The argument is that a rule against all outdoor home businesses is unreasonable. I'm unsure why this should not a local zoning issue though that wouldn't be limitless. The regulation of outside businesses that affect other property is also a "property right" issue. Economic liberty involves reasonable regulations.
How do we determine if an outdoor business doesn't bother neighbors? What noise level is suitable? "Ordinary families" don't open their pools for profit. A business is different than private usage. Laws are partially in place because people often don't on their own make complaints. They trust the local regulatory bodies.
A single complaint might be an unreasonable factual basis. I am sympathetic to the organization here challenging the bar. OTOH, I am wary about the broad principle cited if there is going to be a constitutional override over reasonable local economic regulation.
I agree. The reason this will gain traction is that she has very sympathetic clients. There is also the unique SC constitutional hook.
Nonetheless, I don't think she should win unless we are going to torpedo zoning laws. Residential is residential and commercial is commercial. I agree that doing something (say lawyering) while sitting in your home should not be prohibited because there is zero impact on the residential character of the neighborhood.
But swim lessons? A residential pool is for family and friends use. You want to teach swim lessons, do it at the YMCA. Or, at minimum, surely a community has the legitimate power to make that choice.
"How do we determine if an outdoor business doesn't bother neighbors? What noise level is suitable? "
Why does "bothering" the neighbors matter for purposes of government intervention? They aren't hurting anybody.
Or more importantly for the legal conclusion, why is doing X, which generates Y level of noise and Z level of bother OK if the owner is doing it for free, but impermissible if they are charging for it?
Why is inviting 7 parents come over with their 10 kids to throw a party and swim in the pool fine but teaching ONE kid in the pool not? Or even teaching 10 kids in the pool? It's still the same use of the pool (and the yard).
Why does "bothering" the neighbors matter for purposes of government intervention? They aren't hurting anybody.

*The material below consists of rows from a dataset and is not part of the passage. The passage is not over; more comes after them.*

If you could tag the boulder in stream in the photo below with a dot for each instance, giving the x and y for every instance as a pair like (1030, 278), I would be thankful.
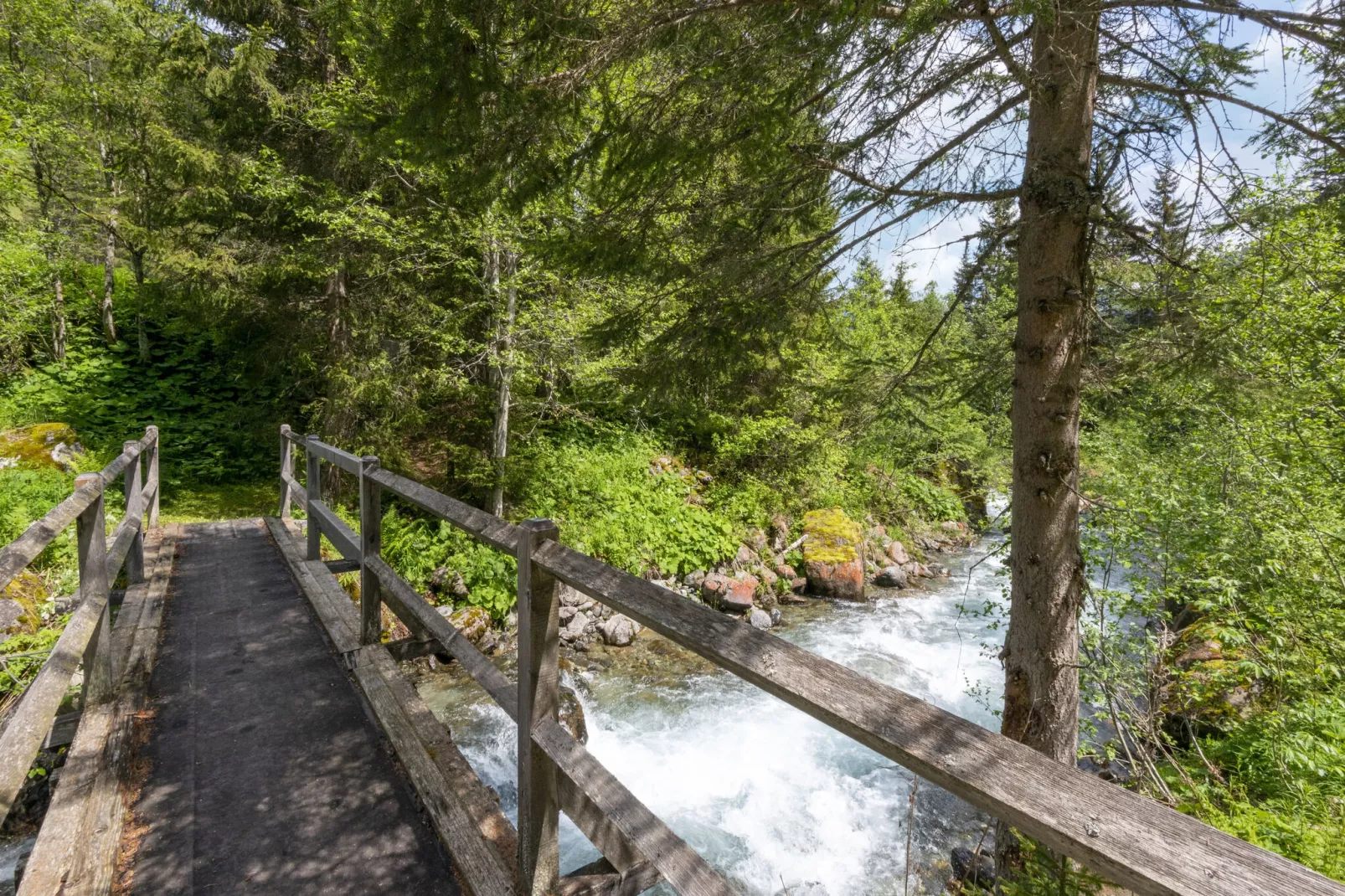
(619, 630)
(729, 594)
(832, 557)
(972, 868)
(898, 554)
(890, 578)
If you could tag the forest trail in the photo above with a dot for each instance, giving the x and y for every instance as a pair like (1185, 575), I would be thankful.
(266, 774)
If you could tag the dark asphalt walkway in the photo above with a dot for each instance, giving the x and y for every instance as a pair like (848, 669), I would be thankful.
(266, 774)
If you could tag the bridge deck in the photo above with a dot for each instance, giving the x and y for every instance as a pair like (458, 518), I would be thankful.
(265, 772)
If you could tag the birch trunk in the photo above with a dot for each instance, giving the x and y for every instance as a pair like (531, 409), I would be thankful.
(58, 319)
(1054, 287)
(109, 264)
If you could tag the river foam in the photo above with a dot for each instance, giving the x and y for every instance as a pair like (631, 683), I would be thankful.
(772, 798)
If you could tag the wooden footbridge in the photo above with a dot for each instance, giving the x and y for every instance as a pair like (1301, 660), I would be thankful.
(245, 728)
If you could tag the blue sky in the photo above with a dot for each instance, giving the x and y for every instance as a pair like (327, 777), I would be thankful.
(931, 246)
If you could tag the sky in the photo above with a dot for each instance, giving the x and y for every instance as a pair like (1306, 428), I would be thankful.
(932, 246)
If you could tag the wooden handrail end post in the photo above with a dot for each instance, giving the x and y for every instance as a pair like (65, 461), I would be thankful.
(92, 538)
(314, 489)
(152, 476)
(370, 545)
(132, 481)
(286, 467)
(539, 698)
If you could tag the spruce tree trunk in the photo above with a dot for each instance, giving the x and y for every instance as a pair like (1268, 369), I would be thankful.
(58, 321)
(137, 261)
(503, 373)
(1054, 291)
(109, 263)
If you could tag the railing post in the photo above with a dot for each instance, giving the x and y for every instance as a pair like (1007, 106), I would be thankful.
(539, 698)
(286, 468)
(152, 476)
(135, 510)
(92, 538)
(370, 543)
(314, 490)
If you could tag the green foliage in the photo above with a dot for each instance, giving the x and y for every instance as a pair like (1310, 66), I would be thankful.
(217, 421)
(18, 672)
(608, 503)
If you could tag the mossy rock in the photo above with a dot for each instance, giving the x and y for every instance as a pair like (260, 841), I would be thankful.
(830, 537)
(40, 447)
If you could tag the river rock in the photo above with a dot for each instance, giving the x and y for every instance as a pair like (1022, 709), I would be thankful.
(572, 714)
(575, 630)
(729, 594)
(832, 559)
(10, 614)
(570, 596)
(619, 630)
(40, 445)
(892, 578)
(472, 623)
(972, 868)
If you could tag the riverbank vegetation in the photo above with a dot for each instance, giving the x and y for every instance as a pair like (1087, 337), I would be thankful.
(606, 270)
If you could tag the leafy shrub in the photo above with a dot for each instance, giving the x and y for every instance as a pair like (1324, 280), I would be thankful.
(416, 548)
(608, 503)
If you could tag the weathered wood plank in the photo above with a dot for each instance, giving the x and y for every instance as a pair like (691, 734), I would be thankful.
(464, 811)
(1130, 840)
(286, 471)
(330, 601)
(492, 530)
(681, 865)
(332, 455)
(312, 492)
(539, 700)
(122, 541)
(24, 549)
(128, 454)
(610, 884)
(343, 537)
(75, 853)
(601, 878)
(481, 867)
(135, 512)
(296, 492)
(370, 543)
(410, 605)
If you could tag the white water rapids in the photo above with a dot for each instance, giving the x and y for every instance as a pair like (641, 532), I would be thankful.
(774, 800)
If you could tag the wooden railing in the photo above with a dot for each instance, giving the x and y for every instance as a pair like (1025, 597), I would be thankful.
(86, 639)
(1122, 836)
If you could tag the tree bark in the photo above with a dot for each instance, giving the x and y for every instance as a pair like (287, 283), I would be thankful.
(137, 263)
(109, 264)
(1054, 287)
(506, 261)
(58, 321)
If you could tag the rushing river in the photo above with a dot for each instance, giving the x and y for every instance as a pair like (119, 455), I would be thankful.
(772, 798)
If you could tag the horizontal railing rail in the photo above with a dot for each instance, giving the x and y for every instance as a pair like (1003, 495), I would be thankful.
(1130, 840)
(86, 639)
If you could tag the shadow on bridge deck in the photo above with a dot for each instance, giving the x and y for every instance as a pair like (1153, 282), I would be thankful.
(265, 772)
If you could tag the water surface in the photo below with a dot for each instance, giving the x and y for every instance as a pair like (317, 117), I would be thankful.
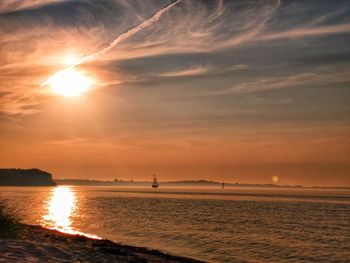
(230, 225)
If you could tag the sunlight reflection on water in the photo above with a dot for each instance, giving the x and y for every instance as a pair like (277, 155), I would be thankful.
(61, 208)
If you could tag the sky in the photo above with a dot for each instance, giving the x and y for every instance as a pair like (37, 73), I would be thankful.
(232, 91)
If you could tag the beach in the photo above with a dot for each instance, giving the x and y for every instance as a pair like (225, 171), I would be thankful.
(37, 244)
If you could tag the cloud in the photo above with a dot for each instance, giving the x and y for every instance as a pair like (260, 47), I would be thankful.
(15, 5)
(306, 32)
(39, 34)
(193, 71)
(320, 77)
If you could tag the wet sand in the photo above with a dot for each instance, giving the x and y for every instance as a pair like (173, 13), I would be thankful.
(36, 244)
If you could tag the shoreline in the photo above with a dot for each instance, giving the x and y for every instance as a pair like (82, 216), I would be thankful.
(35, 243)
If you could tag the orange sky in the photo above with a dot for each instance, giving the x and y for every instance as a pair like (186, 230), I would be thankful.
(186, 90)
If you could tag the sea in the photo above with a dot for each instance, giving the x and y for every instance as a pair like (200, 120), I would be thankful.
(210, 224)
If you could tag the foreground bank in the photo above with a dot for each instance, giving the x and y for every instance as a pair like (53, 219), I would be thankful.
(36, 244)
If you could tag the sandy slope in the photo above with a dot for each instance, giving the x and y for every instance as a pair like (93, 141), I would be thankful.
(36, 244)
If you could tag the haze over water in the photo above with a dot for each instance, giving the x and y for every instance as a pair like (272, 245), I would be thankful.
(230, 225)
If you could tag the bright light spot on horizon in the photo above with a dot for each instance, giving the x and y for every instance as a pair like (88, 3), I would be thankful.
(70, 83)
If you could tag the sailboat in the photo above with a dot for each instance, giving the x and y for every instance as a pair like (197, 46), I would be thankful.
(155, 183)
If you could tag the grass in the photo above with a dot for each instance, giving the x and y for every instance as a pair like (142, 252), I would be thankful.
(9, 223)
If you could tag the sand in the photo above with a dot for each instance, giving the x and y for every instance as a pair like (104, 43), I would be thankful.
(36, 244)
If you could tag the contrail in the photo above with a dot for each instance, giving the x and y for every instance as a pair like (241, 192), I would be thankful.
(119, 39)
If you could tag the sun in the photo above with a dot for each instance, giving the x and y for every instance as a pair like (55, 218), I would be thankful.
(70, 83)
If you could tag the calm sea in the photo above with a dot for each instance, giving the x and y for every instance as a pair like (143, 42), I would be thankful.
(215, 225)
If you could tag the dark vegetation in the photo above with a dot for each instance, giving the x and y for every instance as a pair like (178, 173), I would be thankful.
(25, 177)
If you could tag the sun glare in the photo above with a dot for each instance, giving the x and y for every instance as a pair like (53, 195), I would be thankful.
(70, 83)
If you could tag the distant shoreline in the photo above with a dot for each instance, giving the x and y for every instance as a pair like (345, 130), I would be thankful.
(185, 184)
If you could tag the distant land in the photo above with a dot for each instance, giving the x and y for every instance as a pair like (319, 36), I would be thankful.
(25, 177)
(185, 183)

"Bothering" neighbors is a nuisance. It "hurts" them. For instance, a noise complaint involves bothering neighbors.
charging for it
Legally, traditionally, the government has more power to regulate business (which affects the public) than private conduct.
We have a constitutional right to privacy over family and so on. At some point, a big party can be problematic.
But here, anyway, it isn't a one-off. She has multiple people coming over and has less of a personal connection to them.
Another reason for the government to at least reasonably have a concern about regulating them.
It seems pretty obvious that swimming lessons for disabled people can have health and safety concerns and require regular inspection and other checks making it unsuitable to have people do it in as a home business their backyards.
While this individual may be sympathetic, and South Carolina law may apply a different analysis, under a conventional analysis the law isn’t in any way irrational as applied to her.
wvattorney13, 30 neighbors wanted her to keep open.
Isn't that the exact opposite of "torpedo[ing] zoning laws"
30-1. Can't get more "grass-roots" than that. Control by the dominant vote of the people most affected.
The city council (or whatever the local legislature is) can give her an exception or amend the ordinance to exclude her if it wants to.